Thompson, Richard W.
(born: 1865 - died: 1920)Richard W. Thompson was born in Brandenburg, KY,. His family moved to Indianapolis, IN when he was a child.
At the age of 15, Thompson was the first African American page with the Indiana Legislature. He was hired by Bagby & Co. at the age of 17 and was later a bookkeeper for the secretary of the Marion County Board of Health. He was a mailman from 1888-1893; he had finished first among a class of 75 taking the 1888 Marion County civil service examination.
Thompson later become managing editor of the newspapers Freeman and Indianapolis World. He left Indiana to become a government clerk with the Washington, D.C. Census Bureau, beginning in 1894, becoming the first African American at that post. While in D.C., he was the managing editor of the Colored American magazine until 1903, then managed the the National Negro Press Bureau, a news service for African American newspapers.
Thompson was an affiliate of Booker T. Washington, who subsidized the Press Bureau and influenced African American newspaper editors.
In 1920, Richard Thompson died in Washington, D.C. at the Freedmen's Hospital.

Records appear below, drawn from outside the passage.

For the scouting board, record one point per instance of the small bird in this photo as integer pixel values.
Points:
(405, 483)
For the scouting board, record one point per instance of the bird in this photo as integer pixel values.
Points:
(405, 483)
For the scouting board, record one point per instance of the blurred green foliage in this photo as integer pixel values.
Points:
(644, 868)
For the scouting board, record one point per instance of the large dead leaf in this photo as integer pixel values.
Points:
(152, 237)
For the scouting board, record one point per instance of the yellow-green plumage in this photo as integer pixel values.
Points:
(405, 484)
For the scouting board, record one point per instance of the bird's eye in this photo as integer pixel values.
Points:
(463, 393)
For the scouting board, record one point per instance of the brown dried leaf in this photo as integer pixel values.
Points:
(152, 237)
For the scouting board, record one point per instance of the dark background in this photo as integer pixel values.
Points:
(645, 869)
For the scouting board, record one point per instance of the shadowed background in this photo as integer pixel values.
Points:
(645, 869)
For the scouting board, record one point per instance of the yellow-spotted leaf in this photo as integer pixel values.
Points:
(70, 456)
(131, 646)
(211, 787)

For more see The Booker T. Washington Papers, vol. 5 (1899-1900), p. 48 (available full-text on Google Books); Twentieth Century Negro Literature, Or, a Cyclopedia of Thought on the Vital Topics Relating to the American Negro, edited by D. W. Culp [available online from Project Gutenberg]; Slave and Freeman: the autobiography of George L. Knox, by G. L. Knox; and "R. W. Thompson dead," Baltimore Afro-American, 2/20/1920, p. 1.